# Simple Relation between Put Price and Zero Coupon Bond Price

Consider your standard European Put Option, with strike price $$K$$ and maturity $$T$$, and denote by $$P_t(K,T)$$ the price of this option at time $$t$$. Moreover, consider a standard Zero-Coupon bond with maturity at time $$T$$ and face value $$1$$, and price $$Z_t(T)$$ at time $$t$$. Why is it necessarily the case that: $$P_t(K,T) \ < KZ_t(T)$$ for all times $$t \neq T$$? I know equality occurs at the terminal time $$T$$ if $$S_T = 0$$, however I am unsure how one obtains the above relation. Moreover, I believe this is a model-independent result, however I am not entirely sure.
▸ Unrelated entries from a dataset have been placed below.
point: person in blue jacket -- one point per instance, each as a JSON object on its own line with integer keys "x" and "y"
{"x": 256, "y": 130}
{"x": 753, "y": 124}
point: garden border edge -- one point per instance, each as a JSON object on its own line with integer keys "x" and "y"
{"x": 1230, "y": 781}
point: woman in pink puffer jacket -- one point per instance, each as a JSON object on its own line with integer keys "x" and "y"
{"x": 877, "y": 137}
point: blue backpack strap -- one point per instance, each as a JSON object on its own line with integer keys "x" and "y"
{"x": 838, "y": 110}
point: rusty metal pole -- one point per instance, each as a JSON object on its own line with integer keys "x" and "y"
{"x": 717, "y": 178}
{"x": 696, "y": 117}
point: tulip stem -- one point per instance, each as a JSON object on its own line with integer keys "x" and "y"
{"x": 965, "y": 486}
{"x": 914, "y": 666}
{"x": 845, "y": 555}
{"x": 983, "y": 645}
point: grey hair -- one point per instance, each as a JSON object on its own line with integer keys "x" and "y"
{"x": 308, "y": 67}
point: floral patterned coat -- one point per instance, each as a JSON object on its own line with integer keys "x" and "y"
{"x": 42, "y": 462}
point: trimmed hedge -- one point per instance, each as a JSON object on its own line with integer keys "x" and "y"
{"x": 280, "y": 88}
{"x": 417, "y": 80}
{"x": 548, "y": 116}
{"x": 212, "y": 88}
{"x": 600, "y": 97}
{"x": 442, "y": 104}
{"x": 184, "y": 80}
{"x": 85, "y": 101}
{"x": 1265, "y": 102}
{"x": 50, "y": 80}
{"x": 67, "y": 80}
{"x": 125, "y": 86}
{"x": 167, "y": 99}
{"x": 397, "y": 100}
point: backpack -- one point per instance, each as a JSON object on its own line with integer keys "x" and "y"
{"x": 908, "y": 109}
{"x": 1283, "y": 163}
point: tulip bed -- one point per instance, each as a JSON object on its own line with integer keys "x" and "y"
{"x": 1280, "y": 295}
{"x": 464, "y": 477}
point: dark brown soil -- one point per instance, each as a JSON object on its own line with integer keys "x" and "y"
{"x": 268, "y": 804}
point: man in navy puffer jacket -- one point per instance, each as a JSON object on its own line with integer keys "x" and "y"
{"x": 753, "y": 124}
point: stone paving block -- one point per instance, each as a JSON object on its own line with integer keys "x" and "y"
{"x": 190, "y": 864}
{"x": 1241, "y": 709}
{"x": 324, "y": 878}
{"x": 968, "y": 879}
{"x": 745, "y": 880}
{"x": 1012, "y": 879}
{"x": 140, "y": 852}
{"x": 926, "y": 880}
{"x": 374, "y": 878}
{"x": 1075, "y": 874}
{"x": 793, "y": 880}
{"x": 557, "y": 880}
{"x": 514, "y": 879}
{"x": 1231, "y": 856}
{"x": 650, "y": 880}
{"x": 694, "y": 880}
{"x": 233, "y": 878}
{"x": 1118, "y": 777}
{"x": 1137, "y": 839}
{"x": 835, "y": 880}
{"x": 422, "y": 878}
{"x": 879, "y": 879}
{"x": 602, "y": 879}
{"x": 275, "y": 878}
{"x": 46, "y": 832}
• For this to be true you have to assume that $S_t$ cannot go to zero before $T$ and then stay there. Without this assumption you can prove only $P_t\le K Z_t$. In this sense it is somewhat model dependent. Jul 8 '19 at 17:04
• I see, how would the proof for the non-strict inequality work? Jul 8 '19 at 17:12

Your question is answered by the no-arbitrage principle. The payoff of your put option is $$\max\{K-S_T,0\}\leq K$$. Thus, their time $$t$$ prices need to have the same relationship (everthing else creates arbitrage opportunities), i.e. $$P_t(K,T)\leq KZ_t(T).$$
This statement is kind of related to the law of one price which is implied by assuming an arbitrage-free market. As Alex said, if you know that $$S_T>0$$ almost surely, then $$\max\{K-S_T,0\}< K$$ and you get$$P_t(K,T)< KZ_t(T).$$
The question is whether $$S_T$$ may be zero or not. This is indeed model dependent, for instance it is impossible in the Black-Scholes and Heston model. To sum up, the $$\leq$$ case is model-independent, the slightly stronger version with $$<$$ is model-dependent.
Please note that these inequalities derive from a lot of financial intuition: a put option gives you the right to purchase the underlying asset for $$K$$, so this claim can hardly be worth more than $$K$$ discounted since $$K$$ is the most you can get out of it.